Wednesday, January 03, 2007

Balance of Risks

The year ahead looks every bit as unpredictable for energy markets as the year just ended. The three-year old bull market for oil has paused in an unstable equilibrium, waiting either to be driven higher by a new string of bad news or lower by weakening demand or new production. At the same time, alternative energy is gathering momentum and could begin having a modest effect on the price we pay at the gasoline pump. As always, oil prices will be set by the complex interaction of supply and demand fundamentals, geopolitical risks, and market psychology. Predicting the outcome is a crapshoot, no matter how sophisticated one's models. Here are some of the key inputs to watch in the months ahead:

  • West Africa rivals the Middle East in supplying high-quality oil to the countries of the Atlantic Basin. Angola's admission to OPEC and the risk of widening unrest in Nigeria could choke off the growth of this valuable contributor to supply diversification, at a time when other key suppliers are also looking less reliable.
  • Iraq and Iran together account for roughly 10% of the world's oil exports. The US occupation of the former is approaching a strategic and political crisis point, and we are on a collision course with the latter over its nuclear program. The odds of a significant disruption in supply from this region look about even with those of going another year without one.
  • At its present rate of growth, the US ethanol industry will add the gasoline equivalent of a new "grassroots" oil refinery every year for the next several years. When the supply of ethanol exceeds the needs of mandated fuel oxygenate--to replace MTBE--it will enter the gasoline pool at its blending value. That will put downward pressure on both ethanol prices and refining margins. Refiners could end up pushing "E85" as a way to keep this excess in a premium niche, rather than depressing traditional gasoline.
  • Many economists are worried about the effect of continued trade and fiscal imbalances on the economy as a whole, and on the dollar in particular. A significant fall in the value of the dollar would ripple through the entire oil industry. The impact would be compounded, if major oil producers responded by going off the "dollar standard" for oil. We could see oil prices rise for US consumers, but fall globally.
  • Large volumes of new oil production are expected to come onto the market within the next two years, including major new projects in Saudi Arabia and the output of expanded oil sands extraction in Canada. If the sum of these turns out to be larger than the incremental demand growth from Asia and the US over the same period, oil prices will weaken further.

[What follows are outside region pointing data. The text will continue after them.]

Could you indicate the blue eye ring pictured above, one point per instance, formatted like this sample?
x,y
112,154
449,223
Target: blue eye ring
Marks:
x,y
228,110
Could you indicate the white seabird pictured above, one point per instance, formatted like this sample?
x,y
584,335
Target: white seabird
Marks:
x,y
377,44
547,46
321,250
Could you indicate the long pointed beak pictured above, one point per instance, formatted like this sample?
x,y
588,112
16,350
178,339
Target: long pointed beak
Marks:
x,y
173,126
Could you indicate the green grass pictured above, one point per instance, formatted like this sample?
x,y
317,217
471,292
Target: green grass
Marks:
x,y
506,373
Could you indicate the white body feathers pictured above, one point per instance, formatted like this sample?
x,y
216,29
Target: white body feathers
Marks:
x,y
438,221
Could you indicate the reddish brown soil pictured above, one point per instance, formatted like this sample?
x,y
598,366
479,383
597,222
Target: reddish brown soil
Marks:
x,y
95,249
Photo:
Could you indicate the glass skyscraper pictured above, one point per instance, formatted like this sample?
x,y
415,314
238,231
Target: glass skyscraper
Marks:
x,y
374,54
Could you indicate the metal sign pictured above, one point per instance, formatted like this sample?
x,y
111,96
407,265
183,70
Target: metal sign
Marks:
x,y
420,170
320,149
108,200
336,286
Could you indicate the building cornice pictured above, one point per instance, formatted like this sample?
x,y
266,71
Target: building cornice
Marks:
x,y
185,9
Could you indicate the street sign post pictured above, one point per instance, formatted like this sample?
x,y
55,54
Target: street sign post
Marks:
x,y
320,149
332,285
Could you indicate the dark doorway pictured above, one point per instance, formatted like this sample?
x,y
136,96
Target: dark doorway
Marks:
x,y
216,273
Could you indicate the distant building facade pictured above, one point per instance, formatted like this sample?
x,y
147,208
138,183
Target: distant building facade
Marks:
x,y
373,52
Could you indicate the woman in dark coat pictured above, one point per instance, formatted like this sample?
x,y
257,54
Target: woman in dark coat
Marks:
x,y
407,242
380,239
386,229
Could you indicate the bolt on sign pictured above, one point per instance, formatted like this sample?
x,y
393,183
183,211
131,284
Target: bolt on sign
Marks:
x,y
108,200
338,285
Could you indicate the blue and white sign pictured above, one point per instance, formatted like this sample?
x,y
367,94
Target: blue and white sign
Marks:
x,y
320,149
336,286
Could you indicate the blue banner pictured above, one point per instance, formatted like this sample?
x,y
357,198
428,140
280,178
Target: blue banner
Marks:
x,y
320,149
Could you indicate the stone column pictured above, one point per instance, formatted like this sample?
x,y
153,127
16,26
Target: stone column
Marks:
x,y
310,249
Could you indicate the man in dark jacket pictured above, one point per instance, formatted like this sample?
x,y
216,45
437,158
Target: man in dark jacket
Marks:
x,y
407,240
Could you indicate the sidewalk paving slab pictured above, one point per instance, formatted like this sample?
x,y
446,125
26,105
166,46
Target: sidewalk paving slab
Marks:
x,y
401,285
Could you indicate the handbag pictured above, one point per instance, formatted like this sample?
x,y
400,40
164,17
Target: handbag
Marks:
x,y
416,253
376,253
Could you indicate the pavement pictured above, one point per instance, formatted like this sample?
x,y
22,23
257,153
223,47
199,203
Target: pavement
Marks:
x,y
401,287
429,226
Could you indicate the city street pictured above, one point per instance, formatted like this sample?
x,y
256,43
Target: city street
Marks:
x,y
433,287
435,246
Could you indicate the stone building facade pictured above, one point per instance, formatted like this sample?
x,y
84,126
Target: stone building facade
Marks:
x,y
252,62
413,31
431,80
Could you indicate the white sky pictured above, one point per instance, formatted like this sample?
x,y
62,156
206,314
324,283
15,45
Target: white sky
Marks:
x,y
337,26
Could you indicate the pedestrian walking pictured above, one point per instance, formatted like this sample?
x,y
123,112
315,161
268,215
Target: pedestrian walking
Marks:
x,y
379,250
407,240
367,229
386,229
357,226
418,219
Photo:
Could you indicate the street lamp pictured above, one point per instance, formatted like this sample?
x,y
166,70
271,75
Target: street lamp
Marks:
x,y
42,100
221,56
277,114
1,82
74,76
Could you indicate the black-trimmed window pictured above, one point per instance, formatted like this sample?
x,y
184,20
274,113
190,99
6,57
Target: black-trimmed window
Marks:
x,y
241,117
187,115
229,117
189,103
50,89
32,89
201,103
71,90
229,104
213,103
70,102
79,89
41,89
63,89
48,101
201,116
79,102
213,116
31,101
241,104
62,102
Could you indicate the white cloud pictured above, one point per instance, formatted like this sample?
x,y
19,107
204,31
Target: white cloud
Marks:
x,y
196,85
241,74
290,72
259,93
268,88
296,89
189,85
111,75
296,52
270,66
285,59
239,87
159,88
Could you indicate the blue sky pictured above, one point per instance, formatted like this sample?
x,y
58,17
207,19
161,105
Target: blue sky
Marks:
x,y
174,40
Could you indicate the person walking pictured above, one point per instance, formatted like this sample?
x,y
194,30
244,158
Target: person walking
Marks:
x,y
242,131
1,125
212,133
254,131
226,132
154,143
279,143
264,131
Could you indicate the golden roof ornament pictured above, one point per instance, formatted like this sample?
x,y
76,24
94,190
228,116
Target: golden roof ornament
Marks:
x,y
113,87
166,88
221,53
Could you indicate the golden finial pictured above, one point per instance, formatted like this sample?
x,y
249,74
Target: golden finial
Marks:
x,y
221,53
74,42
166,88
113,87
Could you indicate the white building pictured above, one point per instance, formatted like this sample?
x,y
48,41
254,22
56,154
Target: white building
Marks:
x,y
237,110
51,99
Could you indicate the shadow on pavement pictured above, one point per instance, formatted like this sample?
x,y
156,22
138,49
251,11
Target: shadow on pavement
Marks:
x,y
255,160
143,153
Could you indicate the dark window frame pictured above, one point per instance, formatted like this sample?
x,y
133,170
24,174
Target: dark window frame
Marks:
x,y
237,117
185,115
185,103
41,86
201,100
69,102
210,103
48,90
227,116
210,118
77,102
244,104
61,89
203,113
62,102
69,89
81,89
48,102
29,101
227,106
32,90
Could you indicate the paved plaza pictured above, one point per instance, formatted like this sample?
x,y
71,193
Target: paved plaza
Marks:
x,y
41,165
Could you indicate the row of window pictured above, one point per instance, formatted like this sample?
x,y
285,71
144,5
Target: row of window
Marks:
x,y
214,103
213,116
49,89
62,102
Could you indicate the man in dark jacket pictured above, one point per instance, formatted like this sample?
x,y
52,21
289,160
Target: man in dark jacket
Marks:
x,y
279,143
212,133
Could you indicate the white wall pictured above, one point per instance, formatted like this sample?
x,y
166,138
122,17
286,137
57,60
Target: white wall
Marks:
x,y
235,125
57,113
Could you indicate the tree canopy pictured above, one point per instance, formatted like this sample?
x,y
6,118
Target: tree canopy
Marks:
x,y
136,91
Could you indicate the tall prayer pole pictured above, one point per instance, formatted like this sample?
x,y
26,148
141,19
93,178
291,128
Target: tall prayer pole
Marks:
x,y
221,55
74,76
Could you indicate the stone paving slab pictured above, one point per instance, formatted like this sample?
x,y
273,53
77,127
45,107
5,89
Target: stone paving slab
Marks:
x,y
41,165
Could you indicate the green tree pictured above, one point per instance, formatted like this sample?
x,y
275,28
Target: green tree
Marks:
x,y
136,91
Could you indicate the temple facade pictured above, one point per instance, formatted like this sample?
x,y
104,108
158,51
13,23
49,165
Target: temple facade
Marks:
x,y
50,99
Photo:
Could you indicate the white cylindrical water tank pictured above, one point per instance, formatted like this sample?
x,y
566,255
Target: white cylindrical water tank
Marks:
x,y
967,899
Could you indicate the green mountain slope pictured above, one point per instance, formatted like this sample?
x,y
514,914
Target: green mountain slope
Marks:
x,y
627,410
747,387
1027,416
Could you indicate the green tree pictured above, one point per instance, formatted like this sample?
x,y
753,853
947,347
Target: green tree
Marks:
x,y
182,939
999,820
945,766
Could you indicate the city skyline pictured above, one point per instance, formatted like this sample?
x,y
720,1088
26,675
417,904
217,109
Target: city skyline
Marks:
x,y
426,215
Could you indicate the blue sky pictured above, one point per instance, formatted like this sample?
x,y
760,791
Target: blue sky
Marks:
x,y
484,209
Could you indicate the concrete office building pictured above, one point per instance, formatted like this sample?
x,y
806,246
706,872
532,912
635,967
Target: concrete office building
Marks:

This list is far from exhaustive, ignoring Russia's slide back into totalitarianism, the ramifications of the deflating housing bubble, the possibility of another Hurricane Katrina, and the uncertainties associated with the incoming Congress. Considering that the price for the entire 85 million barrel per day market is set by the last couple of million barrels per day of supply or demand, we are currently blessed or cursed with a large array of factors that could move the market up or down by that magnitude. We could find out fairly soon whether the present $55-65/barrel range has permanently replaced $25-35, which prevailed as recently as 2003.